VA officials say they will work to end overprescribing

 

March 27, 2015

MADISON Department of Veterans Affairs officials are trying to put solutions in place to limit narcotic overprescribing practices in VA hospitals, they said Thursday, but lapses still happen.

At a U.S. Senate hearing in Washington, Sen. Richard Blumenthal, D-Conn., called the VA system of prescribing narcotics "abysmally inaccurate" and prodded VA officials on how they would fix programs used to monitor such prescriptions.

Interim VA Undersecretary for Health Carolyn Clancy said the agency is launching computer programs aimed at tracking opioid prescriptions across the VA system, but that software in 29 states doesn't work with similar state-run programs. As a result, she said, some patients can get prescriptions from both VA and other doctors.

Clancy said she is working to address the gap and the program has seen success elsewhere.

The two-hour hearing focused on the Tomah VA medical center, targeted in multiple probes for allegations of narcotic overprescribing practices and retaliatory behavior among staff. An agency report earlier this month found that patients at Tomah were more likely than patients at other VA hospitals to receive high doses of narcotics, and a culture of fear among employees affected patient care.

Jason Simcakoski, a 35-year-old Marine, died of an overdose in the hospital's inpatient care unit last year. The facility director was re-assigned out of the hospital last week and the chief of staff David Houlihan earlier this month was placed on administrative leave pending the conclusion of ongoing investigations.

Clancy said she is deeply concerned about the allegations against the hospital, and said if employee misconduct is found, those responsible will be held accountable.

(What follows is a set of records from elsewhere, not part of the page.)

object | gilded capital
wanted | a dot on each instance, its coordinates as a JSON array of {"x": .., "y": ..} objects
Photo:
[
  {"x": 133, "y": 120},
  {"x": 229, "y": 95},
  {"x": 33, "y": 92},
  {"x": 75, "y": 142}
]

Blumenthal, who led the hearing, said the problems at Tomah were not isolated and without proper supervision they could occur elsewhere.

"And the system is like Swiss cheese, it's just so full of holes," Blumenthal said of the VA's programs for monitoring opioid prescription.

John Gadea, director of the Connecticut Department of Consumer Protection drug control division, said patients in his state have participated in drug diversion practices because the VA does not upload all patient data into the state's prescription monitoring program.

Clancy and Gavin West, VA assistant for clinical operations, said earlier in the hearing that they were working to patch up problems in the technology that has yielded glitches in some states.

But Clancy also said the VA has succeeded at medical centers in Minneapolis, Cleveland and Tampa, Florida, in limiting use of narcotics to treat pain. She said the Cleveland facility received an award from the American Pain Society for using "complementary and alternative medicine to lower (patients') reliance on opioids."

But G. Caleb Alexander, co-director of the Johns Hopkins center for Drug Safety and Effectiveness, said the issue of opioid overprescribing may not be solved with increased monitoring.

"I'm not convinced we can engineer our way out of this problem," Alexander said, adding that though physicians need to look to alternative treatments for chronic pain management, opioids may be the best for some patients.

Wisconsin Sens. Tammy Baldwin, a Democrat, and Ron Johnson, a Republican, also questioned experts Thursday and asked them to fairly investigate the Tomah VA medical center.